Index generation

Question

Index generation

Akazhiel opened this issue 3 years ago · 3 comments

Hello!

I'm trying to generate the index but it's taking way too much ram, tried running it on a 60GB machine and it wasn't enough. I guess my fastq file may be too big, since it's 255Gb compressed. Is there a way that I could split the fastq, then generate multiple indexs and combine them?

Best regards,

Jonatan

Answer 1 · 2021-10-29T13:38:50.000Z

Is there a way that I could split the fastq, then generate multiple indexs and combine them?

Theoretically, yes, but in practice, I'm unaware of a recent implementation that will likely help with your memory issue.
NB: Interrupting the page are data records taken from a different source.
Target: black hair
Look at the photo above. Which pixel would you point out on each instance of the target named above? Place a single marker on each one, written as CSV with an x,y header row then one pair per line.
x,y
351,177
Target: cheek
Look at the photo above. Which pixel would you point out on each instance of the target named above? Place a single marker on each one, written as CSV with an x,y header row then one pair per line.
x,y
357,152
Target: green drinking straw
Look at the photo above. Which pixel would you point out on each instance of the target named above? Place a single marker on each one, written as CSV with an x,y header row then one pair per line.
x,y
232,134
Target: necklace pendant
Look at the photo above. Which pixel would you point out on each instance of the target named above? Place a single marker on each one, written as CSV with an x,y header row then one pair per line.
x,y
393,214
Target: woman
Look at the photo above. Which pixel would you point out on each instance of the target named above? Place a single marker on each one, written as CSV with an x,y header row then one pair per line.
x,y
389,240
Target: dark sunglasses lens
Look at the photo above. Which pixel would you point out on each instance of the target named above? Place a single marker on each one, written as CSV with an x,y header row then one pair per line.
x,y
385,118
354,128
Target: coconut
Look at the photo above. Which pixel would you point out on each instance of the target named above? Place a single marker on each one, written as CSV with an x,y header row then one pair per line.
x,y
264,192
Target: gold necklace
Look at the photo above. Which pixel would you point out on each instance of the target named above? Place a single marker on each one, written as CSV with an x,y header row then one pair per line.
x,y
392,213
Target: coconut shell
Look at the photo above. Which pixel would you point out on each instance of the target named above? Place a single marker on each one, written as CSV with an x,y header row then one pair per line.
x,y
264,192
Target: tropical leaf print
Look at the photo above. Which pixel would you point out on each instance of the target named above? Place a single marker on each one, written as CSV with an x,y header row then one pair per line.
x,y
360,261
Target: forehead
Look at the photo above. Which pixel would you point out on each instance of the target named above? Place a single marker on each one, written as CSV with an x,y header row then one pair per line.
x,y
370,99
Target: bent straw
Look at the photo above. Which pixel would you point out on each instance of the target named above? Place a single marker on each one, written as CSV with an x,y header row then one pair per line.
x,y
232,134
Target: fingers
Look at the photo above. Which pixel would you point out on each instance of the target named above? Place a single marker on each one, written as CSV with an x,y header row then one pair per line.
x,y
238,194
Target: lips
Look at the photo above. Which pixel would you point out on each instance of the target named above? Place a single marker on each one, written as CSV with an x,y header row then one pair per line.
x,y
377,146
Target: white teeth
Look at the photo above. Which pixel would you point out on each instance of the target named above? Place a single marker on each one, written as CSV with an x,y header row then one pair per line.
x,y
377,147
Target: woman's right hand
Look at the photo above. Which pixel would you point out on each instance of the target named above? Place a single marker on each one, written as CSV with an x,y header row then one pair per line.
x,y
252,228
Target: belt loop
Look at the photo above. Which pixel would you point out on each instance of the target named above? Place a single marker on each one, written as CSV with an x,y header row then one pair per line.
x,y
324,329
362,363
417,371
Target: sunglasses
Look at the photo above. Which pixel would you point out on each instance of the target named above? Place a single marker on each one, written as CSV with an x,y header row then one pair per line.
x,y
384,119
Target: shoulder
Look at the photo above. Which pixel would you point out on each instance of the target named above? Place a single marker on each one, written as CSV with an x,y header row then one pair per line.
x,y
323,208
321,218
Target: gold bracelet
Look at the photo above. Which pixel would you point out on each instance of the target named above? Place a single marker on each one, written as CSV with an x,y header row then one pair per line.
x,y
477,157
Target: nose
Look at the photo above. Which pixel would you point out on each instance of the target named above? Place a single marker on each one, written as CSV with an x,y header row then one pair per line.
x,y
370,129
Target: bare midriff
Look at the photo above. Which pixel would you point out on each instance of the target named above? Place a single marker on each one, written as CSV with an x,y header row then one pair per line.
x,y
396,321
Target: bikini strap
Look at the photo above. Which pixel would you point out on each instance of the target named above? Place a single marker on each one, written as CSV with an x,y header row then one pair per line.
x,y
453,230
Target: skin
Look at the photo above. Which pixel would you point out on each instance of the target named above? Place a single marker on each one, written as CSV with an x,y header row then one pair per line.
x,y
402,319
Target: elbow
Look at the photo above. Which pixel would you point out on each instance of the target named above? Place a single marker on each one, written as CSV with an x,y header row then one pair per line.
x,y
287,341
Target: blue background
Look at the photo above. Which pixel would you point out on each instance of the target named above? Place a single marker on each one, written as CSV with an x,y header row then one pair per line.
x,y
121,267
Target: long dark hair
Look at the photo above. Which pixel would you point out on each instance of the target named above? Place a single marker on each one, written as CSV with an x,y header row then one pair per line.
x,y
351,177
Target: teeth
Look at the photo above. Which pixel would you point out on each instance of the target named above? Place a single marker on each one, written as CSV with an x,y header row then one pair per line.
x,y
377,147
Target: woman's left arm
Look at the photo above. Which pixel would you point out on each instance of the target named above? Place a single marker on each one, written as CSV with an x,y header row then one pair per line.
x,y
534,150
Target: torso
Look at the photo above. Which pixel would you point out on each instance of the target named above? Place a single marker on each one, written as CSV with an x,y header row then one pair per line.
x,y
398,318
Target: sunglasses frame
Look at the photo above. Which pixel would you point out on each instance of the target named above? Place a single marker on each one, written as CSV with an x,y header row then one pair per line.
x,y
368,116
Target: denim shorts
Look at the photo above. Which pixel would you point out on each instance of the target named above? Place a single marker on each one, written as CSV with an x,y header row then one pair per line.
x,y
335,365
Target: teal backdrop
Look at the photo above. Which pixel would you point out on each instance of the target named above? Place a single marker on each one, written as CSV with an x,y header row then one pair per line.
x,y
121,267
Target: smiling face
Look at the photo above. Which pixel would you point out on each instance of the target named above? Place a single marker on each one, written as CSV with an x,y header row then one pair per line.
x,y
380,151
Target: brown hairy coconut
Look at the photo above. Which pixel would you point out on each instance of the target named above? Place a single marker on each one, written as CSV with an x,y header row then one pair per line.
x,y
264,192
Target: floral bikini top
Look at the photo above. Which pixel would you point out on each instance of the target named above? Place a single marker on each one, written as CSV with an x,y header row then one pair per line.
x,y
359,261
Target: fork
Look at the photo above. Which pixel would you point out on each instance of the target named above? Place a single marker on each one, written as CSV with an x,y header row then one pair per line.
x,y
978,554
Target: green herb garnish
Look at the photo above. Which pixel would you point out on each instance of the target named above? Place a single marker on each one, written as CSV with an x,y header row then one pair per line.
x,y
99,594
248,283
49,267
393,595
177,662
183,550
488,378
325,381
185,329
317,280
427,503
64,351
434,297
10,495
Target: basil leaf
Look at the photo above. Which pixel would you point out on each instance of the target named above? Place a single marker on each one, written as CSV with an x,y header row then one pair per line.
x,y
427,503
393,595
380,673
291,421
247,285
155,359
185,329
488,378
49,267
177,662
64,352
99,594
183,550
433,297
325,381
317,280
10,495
Can you tell me the approach you're using for construction and where the main source of memory consumption is in that process?
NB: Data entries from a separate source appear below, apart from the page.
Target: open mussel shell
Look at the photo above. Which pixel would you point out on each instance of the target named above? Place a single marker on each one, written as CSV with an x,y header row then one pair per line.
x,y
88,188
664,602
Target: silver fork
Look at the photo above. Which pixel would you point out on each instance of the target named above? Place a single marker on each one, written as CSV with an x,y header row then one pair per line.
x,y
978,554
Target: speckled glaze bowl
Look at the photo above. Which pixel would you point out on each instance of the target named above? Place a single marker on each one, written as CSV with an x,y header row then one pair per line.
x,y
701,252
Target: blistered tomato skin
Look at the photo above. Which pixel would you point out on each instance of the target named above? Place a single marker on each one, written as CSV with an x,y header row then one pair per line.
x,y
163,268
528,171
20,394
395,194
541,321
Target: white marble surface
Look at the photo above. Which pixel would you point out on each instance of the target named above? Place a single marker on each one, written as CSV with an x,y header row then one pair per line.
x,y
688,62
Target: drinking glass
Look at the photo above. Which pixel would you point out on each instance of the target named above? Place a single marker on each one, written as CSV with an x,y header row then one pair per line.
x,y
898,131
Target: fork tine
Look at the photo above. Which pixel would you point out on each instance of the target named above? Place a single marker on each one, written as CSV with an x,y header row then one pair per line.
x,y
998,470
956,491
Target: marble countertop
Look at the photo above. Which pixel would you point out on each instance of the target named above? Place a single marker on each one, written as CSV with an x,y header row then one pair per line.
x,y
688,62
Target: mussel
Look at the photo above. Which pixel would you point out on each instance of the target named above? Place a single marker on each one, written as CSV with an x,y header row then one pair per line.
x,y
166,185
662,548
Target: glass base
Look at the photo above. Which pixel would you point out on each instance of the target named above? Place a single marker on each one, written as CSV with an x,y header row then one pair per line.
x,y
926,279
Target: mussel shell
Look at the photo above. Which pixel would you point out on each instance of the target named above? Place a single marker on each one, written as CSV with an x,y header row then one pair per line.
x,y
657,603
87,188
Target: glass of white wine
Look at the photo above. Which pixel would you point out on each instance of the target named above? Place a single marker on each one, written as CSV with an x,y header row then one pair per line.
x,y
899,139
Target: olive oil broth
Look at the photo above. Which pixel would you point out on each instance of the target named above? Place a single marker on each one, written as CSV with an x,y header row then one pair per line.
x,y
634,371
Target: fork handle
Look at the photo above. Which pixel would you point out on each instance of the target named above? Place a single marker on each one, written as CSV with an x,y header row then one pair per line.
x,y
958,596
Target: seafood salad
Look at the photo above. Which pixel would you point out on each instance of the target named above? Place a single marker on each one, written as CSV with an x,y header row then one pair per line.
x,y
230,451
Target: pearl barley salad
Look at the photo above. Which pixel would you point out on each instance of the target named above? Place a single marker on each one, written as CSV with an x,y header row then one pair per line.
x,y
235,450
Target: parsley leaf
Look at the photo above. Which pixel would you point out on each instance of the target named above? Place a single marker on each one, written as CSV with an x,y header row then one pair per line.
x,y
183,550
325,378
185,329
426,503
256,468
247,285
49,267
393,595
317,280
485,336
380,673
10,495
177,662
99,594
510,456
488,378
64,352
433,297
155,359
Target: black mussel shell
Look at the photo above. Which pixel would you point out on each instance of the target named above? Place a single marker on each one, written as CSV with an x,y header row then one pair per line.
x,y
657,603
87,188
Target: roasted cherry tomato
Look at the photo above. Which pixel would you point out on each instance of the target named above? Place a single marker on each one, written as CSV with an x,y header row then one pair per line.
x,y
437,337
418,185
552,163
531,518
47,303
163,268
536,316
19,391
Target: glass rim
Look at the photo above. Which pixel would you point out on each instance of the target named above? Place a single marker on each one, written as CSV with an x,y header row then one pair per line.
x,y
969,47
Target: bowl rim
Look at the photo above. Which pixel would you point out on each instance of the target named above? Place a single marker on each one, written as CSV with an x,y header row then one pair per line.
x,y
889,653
Answer 2 · 2021-10-29T13:41:41.000Z

Hello.

I'm skipping the sort step since you mention in the README that it can be skipped if we are only using it for correcting reads. What causes the major memory consumption is the ropebwt2 step since I believe it keeps everything in memory and it doesn't generate an output until it finishes, thus why the memory consumption keeps increasing all the time.

Answer 3 · 2021-10-29T14:07:09.000Z

Okay, that's what I figured since most are using that method. The short answer is there probably isn't a great workaround other than getting a machine with more memory, or simply using less of the data (this will obviously impact fmlrc2's downstream performance).

If you're feeling experimental, you could try a tool I'm currently working on: msbwt-build. Anecdotally, it tends to use slightly less memory (probably only 5-15% less), but I haven't formally benched the memory usage across a bunch of datasets to know for sure.